Podcasting shot into limelight last year when Curry wrote a software called iPodder which made it possible for customers with iPods to directly download podcasts on to their machines. Apple understood its potential. It has created the largest podcast directory in the world on its site iTunes.
Says the official spokesperson of Apple Inc: "The directory features 3,000 free audio programmes from ABC News, BBC, ESPN, Newsweek among others." The company says it has over 1 million podcast subscriptions since it launched the service at the end of June 2005.
The podcast listeners' global market is estimated to be 6 million. And 29 per cent of iPod users around the world have downloaded MP3 files. (There are 8,000 podcast stations around the world).
But will it be a big market in India? Says Trehan: "It might not emerge as large as in the west, but it will be significant. . ."
Cast away your good old Oxford Atlas. To find countries and measure distances, you can now get on to the Net and take a flight of fancy, virtually. You could be flying from Delhi to New York and "seeing" the entire route on the way. You could enjoy a bird's eye view of Manhattan's famous skyline.
Still not content, you could peep into the famous Macy's store on Thirty Fourth Street.
Dreaming? Well, no. The new world view is a reality, thanks to Google Earth -- Google's new satellite imagery based mapping product which combines 3D buildings and terrains with mapping capability. All this is combined with the power of Google search.
Launched just a month ago, Google Earth allows you an aerial view of the globe along with street and building level views on your PC. For that you need to download a small piece of free software.
Google Earth offers 3D views of buildings in the US for the time being and mountains, valleys and canyons across the globe. An integrated Google local search helps you find locations and details of restaurants, hotels, shops and video playbacks of driving directions in some cities. You could also go in for some upgraded services for a price ranging from $20 to $400.
Google is moving one step at a time, admits Krishna Bharat, Google Bangalore's R&D Center Lead and Principal Scientist: "We have more imagery of the United States than other country currently. We recently increased our international high resolution data."
Its database update includes, but is not limited to, high resolution imagery for all major Canadian and Australian cities, Santiago, Buenos Aires, Rome, Naples, London, Luxembourg, Paris, Toulouse, Valencia, Barcelona, Lisbon, and Athens.
Bharat adds that different areas are covered at different resolutions. The resolution varies from 1 KM per pixel, where a single pixel in the image covers an area of 1 KM to 6 inches per pixel. At the lowest resolution, large geographic features such as mountains and lakes are visible, and at the highest resolution, detailed features of the earth such as buildings and cars are visible.
But does India feature in the scheme of things? While Indian cities can be seen (there is no satellite imaging in most of the cases), Bharat is non committal: "We are continually adding new information to the database, but we're unable to provide details when a specific location will be updated with higher resolution imagery."

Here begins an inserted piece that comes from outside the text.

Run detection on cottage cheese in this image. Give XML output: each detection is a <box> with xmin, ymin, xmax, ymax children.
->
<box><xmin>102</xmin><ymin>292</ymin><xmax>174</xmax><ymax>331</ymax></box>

Soon Google will have competition though. Microsoft is about to launch of "Virtual Earth." Expected to hit the Net in a few weeks, it will offer maps and satellite photos similar to Google Earth. But experts say that apart from offering aerial views (like Google) Virtual Earth will also allow you to view buildings at close quarters.
Competition in these areas is bound to come. But for Net users studying geography or publishing their works will never be the same again.